Musician, writer, activist, Danny was the single greatest scholar I ever met – the truest intellectual – putting to flight and to shame that monstrous regiment of impotent academic hacks and time-servers who, with all their Ivy League credentials and foundation grants and university chairs, failed to uncover what Danny did with a single, frayed, dog-eared dictionary that he’d inherited.
How the Irish Invented Slang is a monumental achievement!
It will endure, no matter the bluster and bull of the Dictionary Dudes.
Despite the huffing and puffing of all the king’s horses and all the king’s men (or the queen’s, for that matter), the paladins of the OED will never again put together an honest version of their tome until they acknowledge the work of Danny Cassidy.

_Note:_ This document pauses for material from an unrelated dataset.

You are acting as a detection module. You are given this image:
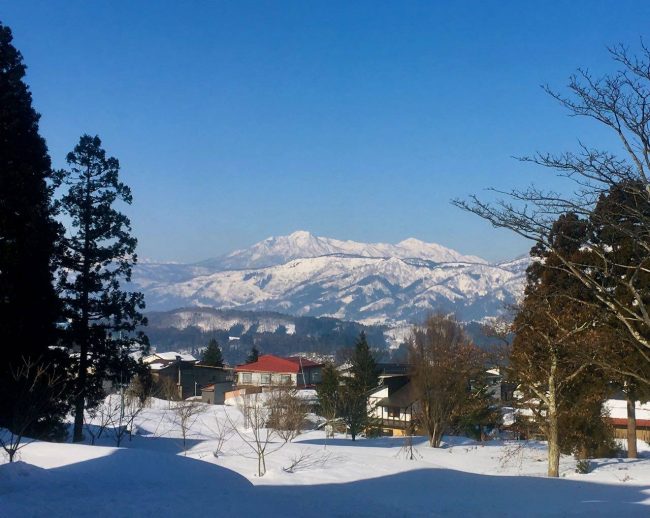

In fact, if you can forgive this crass commercial advertisement, I think it would be fitting here in this voting season if each of us went online today and ordered a copy of Danny’s book from Amazon. In preparation for voting for Obama, cast a vote for Cassidy. (Now there’s a dream ticket: Obama/Cassidy!)
Let the Dictionary Dudes know that his/their/our truth goes marching on!
Danny’s book was a crowning accomplishment, but the last time I spoke to Danny – two days before he died – he said nothing about scholarship or dictionaries.
Weak but totally coherent, he said only this. That in the awareness of death’s nearness, what stood out most prominently, dwarfing all else, were the two people who made all the difference in his life: his wife, Clare . . . and his mother, Doris.
Clare and Doris, he said, called him from death to life.
They showed him the possibility, the reality, the face of unconditional love . . . and here was the Sacred Heart of Jesus, the meaning of the gospels, the alpha and omega of all our human strivings, whatever road they may take us down.
At this point, if Danny were here, I know exactly what he’d say: “Come on, Quinn, you Bronx bum, stick a sock in it.”
In your case, we already know which way the scales tip. In balance with this life, this death, you were the true giniker, the real jazz.
Each of us feels in his or her own soul, the weight of your loss.
Each of us carries with us the goodness and passion you brought to our lives.
Each of us will hold you in our hearts not as shadow or specter, but as a real presence.
Adios, mi hermano.
May perpetual light shine upon you.
May you rest in peace, my brother, until we meet again.
Daniel Cassidy died on October 11, 2008 at his home in San Francisco.
Peter Quinn gave the above eulogy at the funeral service in St. Paul’s Church, San Francisco, on October 21.